Gelandang asal Ghana yang memiliki tinggi 185 sentimeter ini merupakan pemain penting bagi skuad Los Rojiblancos. Seperti yang Anda lihat dari tweet di bawah ini, ia memiliki kemampuan luar biasa di berbagai bidang seperti mempertahankan wilayahnya, intersepsi dan pemulihan, serta duel udara.
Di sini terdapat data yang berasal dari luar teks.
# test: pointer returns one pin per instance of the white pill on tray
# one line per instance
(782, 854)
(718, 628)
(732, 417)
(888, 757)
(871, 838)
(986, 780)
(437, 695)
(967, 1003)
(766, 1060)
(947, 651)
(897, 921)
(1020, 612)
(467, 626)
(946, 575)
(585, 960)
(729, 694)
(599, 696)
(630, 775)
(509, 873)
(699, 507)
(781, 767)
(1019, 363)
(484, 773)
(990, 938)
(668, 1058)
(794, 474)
Itu baru tiga aspek, masih lebih, yakni kemampuan mengancam gawang lawan dengan sepakannya, selain kemampuan menggiring bola dan membawa bola ke depan dan mempertahankan jalannya babak dari intersep lawan. .

Namun yang lebih buruk adalah, dengan membayar klausul rilis 6 jam sebelum tenggat waktu, Diego Simeone hanya memiliki waktu 30 jam untuk mencari padanan sebagai gantinya. Itu karena line up kompetisi Liga Champions harus sudah masuk paling lambat Rabu 7 Oktober jam 6 pagi.

Lagipula, bukankah jendela transfer ditutup? Internasional, ya. Tapi domestik masih buka. Atletico masih bisa mencari gelandang dengan kemampuan serupa di LaLiga dan liga-liga yang lebih rendah di liga Spanyol. Ada? Ya mungkin ada. Seperti terlihat dari grafik di atas, sulit untuk menemukan gelandang sekuat dan sebagus Thomas Partey.

50 juta Euro atau setara 868 miliar rupiah pasti sudah terkumpul beberapa pekan sebelumnya. Mengapa Anda hanya dibayar 6 jam sebelum batas waktu? Untuk balas dendam kepada direksi Atletico yang pelit, selama berbulan-bulan bernegosiasi tak mau menjatuhkan satu rupiah pun. Kini mereka dimarahi oleh Diego Simeone yang stres harus mencari pengganti Thomas hanya dalam waktu 30 jam, dan mustahil menemukannya dari liga lain karena jendela transfer internasional sudah ditutup. Manis bukankah itu untuk Arsenal?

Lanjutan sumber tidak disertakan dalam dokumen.